Und ein Leser verrät: »Ich habe ihn oft spielen gesehen über die Jahre. So bei vielen Spielen des SSV – zuerst auf dem alten SSV-Hartplatz im Ringelbach, danach auf dem Rasen-Platz der TSG Reutlingen und schließlich Mitte der Fünfziger-Jahre im Kreuzeiche-Stadion.« Und weiter: »Nie vergessen werde ich, wie der SSV Reutlingen mit seinem gefährlichen Mittelstürmer als Aufsteiger in der Saison 1954/55 für Furore sorgte, zeitweise gar Tabellenführer war, und am Saisonende als Vize-Meister der Oberliga Süd zwei Qualifikationsspiele für die Endrunde der besten acht Mannschaften Deutschlands bestreiten durfte.«
In beiden Quali-Derbys – Austragungsorte waren Sodingen und Worms – unterlagen die Reutlinger allerdings ihren Gegnern. Warum? Weil der SSV nach Verletzung seiner beiden Torhüter Schober und Klein keinen gelernten Schlussmann ins Gehäuse stellen konnte, sondern sich stattdessen mit Feldspielern behelfen musste.

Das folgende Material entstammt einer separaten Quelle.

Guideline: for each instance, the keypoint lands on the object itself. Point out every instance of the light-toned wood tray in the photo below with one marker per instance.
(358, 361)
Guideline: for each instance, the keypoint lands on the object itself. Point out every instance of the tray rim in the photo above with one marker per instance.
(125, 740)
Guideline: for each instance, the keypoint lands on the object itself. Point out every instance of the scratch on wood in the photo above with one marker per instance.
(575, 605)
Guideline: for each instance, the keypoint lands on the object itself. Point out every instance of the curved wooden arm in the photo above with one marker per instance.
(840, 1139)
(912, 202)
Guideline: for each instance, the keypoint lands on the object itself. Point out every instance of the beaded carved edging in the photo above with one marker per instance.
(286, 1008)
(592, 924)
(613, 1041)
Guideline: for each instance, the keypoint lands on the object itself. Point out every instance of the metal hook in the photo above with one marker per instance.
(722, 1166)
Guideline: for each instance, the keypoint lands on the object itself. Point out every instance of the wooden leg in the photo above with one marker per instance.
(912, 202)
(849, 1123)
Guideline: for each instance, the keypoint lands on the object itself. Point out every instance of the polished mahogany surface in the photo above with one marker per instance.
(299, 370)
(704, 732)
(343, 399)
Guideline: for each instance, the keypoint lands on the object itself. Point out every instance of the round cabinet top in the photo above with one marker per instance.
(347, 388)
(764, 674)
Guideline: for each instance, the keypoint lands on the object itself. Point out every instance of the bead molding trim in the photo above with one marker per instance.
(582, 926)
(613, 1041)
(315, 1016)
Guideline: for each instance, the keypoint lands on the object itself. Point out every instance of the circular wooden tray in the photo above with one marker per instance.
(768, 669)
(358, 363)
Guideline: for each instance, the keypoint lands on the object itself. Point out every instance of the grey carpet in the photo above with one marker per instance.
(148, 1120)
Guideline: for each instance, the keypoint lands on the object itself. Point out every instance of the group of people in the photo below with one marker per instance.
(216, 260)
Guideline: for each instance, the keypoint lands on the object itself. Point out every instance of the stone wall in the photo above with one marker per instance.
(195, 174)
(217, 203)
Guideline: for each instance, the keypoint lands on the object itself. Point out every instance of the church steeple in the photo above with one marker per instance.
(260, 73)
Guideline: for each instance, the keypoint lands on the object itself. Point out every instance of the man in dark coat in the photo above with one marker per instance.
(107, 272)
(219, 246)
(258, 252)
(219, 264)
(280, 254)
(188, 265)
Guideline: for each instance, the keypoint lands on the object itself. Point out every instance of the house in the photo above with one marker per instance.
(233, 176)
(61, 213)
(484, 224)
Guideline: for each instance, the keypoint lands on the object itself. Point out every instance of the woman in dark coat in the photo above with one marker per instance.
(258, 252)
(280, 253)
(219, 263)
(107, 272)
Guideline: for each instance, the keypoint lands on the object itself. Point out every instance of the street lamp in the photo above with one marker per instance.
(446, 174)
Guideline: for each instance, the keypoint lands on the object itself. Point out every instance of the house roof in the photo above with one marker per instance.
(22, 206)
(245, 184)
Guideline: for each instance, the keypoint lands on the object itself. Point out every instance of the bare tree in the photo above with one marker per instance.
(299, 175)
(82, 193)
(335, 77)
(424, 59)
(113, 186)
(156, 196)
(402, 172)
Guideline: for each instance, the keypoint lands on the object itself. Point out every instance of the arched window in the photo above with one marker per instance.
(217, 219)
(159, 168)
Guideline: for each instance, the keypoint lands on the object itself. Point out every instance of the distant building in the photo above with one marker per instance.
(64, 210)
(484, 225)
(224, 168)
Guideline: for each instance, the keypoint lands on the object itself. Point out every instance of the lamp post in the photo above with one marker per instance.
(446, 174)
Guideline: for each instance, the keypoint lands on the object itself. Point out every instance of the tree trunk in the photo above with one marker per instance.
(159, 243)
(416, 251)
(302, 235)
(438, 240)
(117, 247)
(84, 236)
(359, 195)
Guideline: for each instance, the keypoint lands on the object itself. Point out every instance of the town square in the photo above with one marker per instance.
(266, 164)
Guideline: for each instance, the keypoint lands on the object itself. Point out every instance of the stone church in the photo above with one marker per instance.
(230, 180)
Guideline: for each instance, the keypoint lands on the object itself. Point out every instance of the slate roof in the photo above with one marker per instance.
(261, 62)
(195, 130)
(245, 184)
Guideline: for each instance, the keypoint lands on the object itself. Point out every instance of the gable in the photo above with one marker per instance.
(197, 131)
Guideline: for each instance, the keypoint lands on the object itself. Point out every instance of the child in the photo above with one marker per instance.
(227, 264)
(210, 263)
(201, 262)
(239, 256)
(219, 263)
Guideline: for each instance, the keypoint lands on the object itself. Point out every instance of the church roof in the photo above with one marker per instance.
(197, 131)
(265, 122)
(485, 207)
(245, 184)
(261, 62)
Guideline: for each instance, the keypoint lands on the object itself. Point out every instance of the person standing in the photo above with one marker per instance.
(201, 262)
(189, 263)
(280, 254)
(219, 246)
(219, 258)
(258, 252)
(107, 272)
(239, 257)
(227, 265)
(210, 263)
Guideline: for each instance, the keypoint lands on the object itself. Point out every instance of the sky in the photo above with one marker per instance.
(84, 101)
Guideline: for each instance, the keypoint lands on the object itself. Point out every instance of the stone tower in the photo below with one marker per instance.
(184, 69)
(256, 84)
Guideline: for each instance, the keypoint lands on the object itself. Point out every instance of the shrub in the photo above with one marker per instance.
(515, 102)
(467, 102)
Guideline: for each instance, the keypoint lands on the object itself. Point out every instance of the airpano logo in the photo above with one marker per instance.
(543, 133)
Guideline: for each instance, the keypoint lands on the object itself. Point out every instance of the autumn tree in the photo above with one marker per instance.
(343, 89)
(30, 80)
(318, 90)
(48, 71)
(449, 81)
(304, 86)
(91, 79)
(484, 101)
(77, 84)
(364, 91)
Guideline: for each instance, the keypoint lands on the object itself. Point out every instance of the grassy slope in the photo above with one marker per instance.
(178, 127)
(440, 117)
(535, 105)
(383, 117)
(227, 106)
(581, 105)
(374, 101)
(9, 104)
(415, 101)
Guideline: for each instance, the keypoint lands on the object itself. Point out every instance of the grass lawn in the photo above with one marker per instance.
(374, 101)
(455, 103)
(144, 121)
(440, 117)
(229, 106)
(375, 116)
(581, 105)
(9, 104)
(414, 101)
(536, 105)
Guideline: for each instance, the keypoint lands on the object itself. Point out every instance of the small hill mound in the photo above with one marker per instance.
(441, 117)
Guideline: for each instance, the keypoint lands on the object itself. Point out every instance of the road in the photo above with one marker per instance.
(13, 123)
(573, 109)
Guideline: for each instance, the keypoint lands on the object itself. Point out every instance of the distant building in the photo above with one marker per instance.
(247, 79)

Lebhaft auch die Erinnerung des GEA-Lesers an ein Turnier im Neckarstadion gegen den mehrfachen Deutschen Meister VfB Stuttgart, bei dem der »krasse Außenseiter« Reutlingen – nicht zuletzt dank Lothar Grziwok – als grandioser Sieger vom Feld ging. Mit 6:1 hatten die SSV-Spieler den haushohen Favoriten vor heimischer Kulisse düpiert. Was Balsam für die Fußballer-Seele gewesen sein dürfte. Umso mehr, als der VfB die Reutlinger in seinem Stadionheft übelst geschmäht hatte. »Heute«, stand da zu lesen, »sind die Bauern von der Schwäbischen Alb im Neckarstadion zu Gast, die Holzer vom SSV Reutlingen ...«
Voilà – damit ist das Rätsel um den »unbekannten Spieler im dunklen Trikot« definitiv gelöst. Mehr noch: Von den sechs zur Fahndung ausgeschriebenen Lichtbildern konnten insgesamt vier identifiziert werden. Der Anonymität entronnen sind: Lothar »Lotze« Grziwok, die Betzinger Rosenstraße 7, die Gemeinde Aßmannshardt bei Biberach (Luftbild) und der vermeintliche Bunker an einer Gleisanlage, bei dem es sich in Wirklichkeit um eine Fernsprechbude handelt. Sie ermöglichte es einst Lokführern oder Rangierern, telefonischen Kontakt mit Fahrdienstleitung und Stellwerk aufzunehmen. (GEA)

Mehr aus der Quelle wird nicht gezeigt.